6. The dispensing liner system of claim 1, wherein the lower portion comprises microcavitated polyethylene to aid in providing release between the upper and lower portions.

7. The dispensing liner system of claim 1, wherein the sealant layer has a thickness of 0.5 to 2.5 mils.

8. The dispensing liner system of claim 1, wherein the lower portion comprises a polymer foam layer.

9. The dispensing lining system of claim 8, wherein the polymer foam is a polyethylene terephthalate-backed polyolefin foam comprising 0.5 mils of PET laminated to 2.5 to 4.0 mils of polyolefin foam.

10. The dispensing liner system of claim 1, further comprising a foil sensing layer.

11. The lining distribution system of claim 1, wherein each opening has a diameter of 1 to 5 mm.

12. The dispensing lining system of claim 1, wherein the lower portion has a thickness of 1 to 8 mils.

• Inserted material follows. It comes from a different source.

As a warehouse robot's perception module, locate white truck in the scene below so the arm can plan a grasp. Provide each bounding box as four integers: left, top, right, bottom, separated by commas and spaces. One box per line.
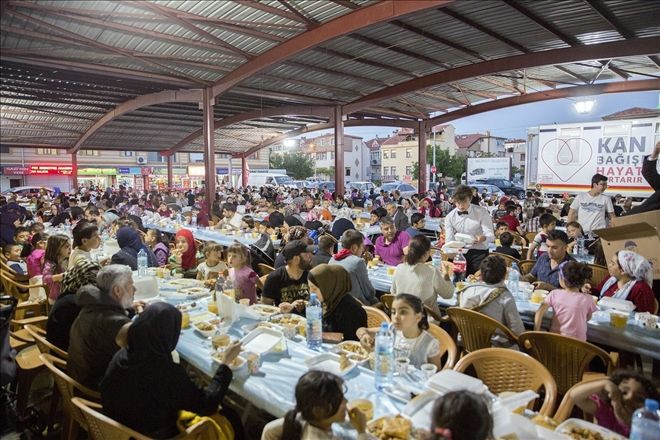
525, 118, 660, 197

13. The lining distribution system of claim 1, wherein, The upper part is partially joined to the lower part to define the pull tab.

14. The dispensing liner system of claim 1, further comprising at least one outwardly extending side tab.

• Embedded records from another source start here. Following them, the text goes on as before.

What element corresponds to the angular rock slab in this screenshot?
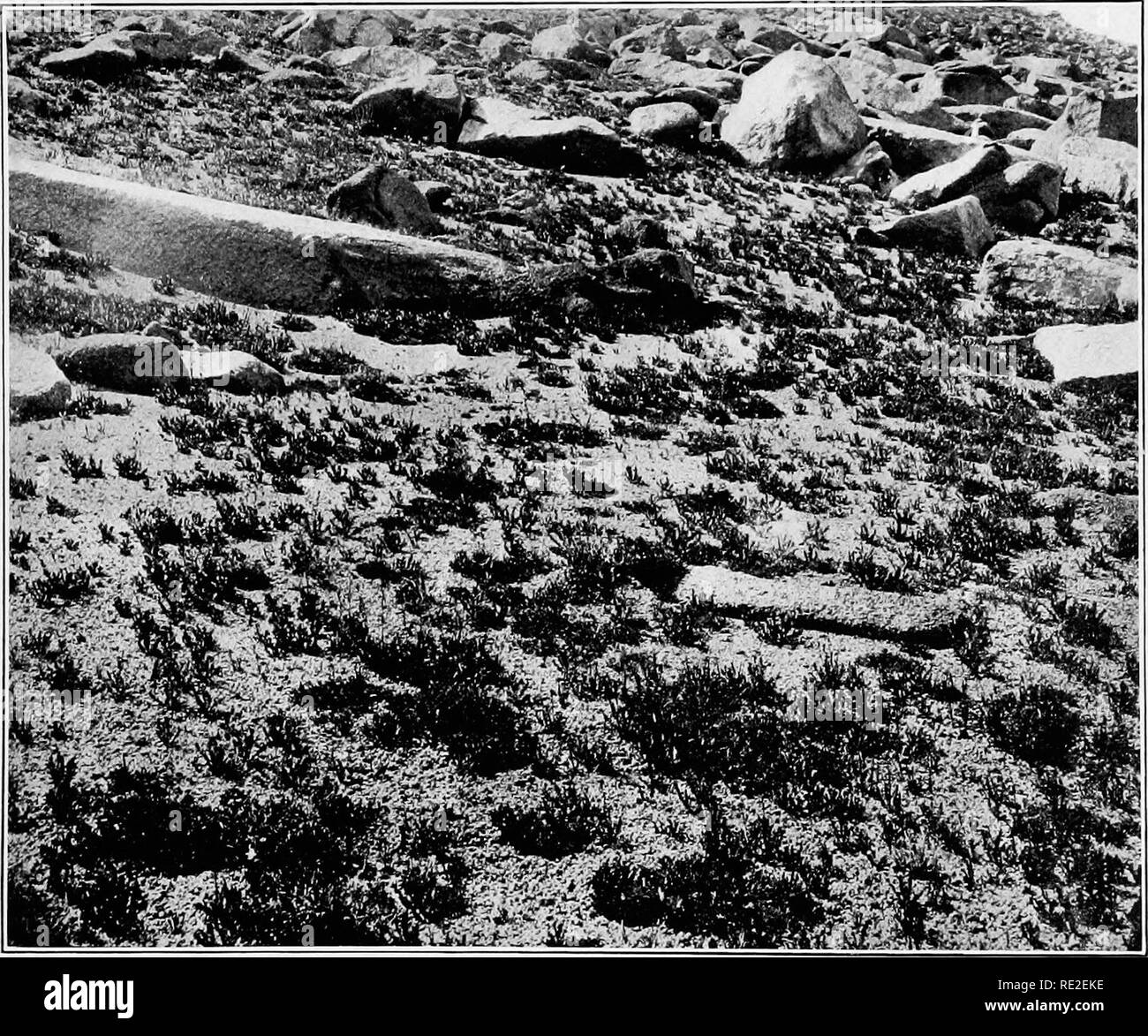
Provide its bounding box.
[1032,321,1144,382]
[8,150,509,313]
[8,341,72,420]
[978,238,1140,308]
[458,98,646,176]
[676,565,960,647]
[873,195,995,259]
[721,50,865,169]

15. A laminate for forming a dispensing liner system for use on a container, the laminate comprising: The upper part has a support layer and a compensating sealing layer; and The lower portion defines a plurality of spaced-apart openings through which the contents of the container can be dispensed. The lower portion includes a sealant layer for sealing to the container. The upper portion is removably adhered to the lower portion. When formed as a dispensing liner system and mounted on the container, it compensates for the sealant layer extending through the openings and through the sealant layer to facilitate sealing the dispensing liner to the container. Wherein, after the upper part is removed from the lower part, the compensating sealing layer is not completely removed from the opening positioned above the shoulder region of the container, such that at least a portion of the compensating sealing layer remains attached to the lower part, and The compensating sealing layer forms a welded seal with a bonding strength such that after the upper part is removed from the lower part, the compensating sealing layer extending to the edge of the container remains, while other portions of the compensating sealing layer break to release the seal from the container.

16. A method of forming a dispensing liner system for use on a container, the method comprising: Provides an upper section with a support layer and a compensating sealing layer; A lower portion is provided with a plurality of spaced-apart openings through which the contents of the container can be dispensed, the lower portion including a sealant layer for sealing to the container; and The upper and lower portions are detachably secured to each other, the upper portion being removable by the user from the lower portion. The compensating sealing layer, when installed on the container, extends through the opening and through the sealant layer to help seal the dispensing liner to the container. Wherein, after the upper part is removed from the lower part, the compensating sealing layer is not completely removed from the opening positioned above the shoulder region of the container, such that at least a portion of the compensating sealing layer remains attached to the lower part, and The compensating sealing layer forms a welded seal with a bonding strength such that after the upper part is removed from the lower part, the compensating sealing layer extending to the edge of the container remains, while other portions of the compensating sealing layer break to release the seal from the container.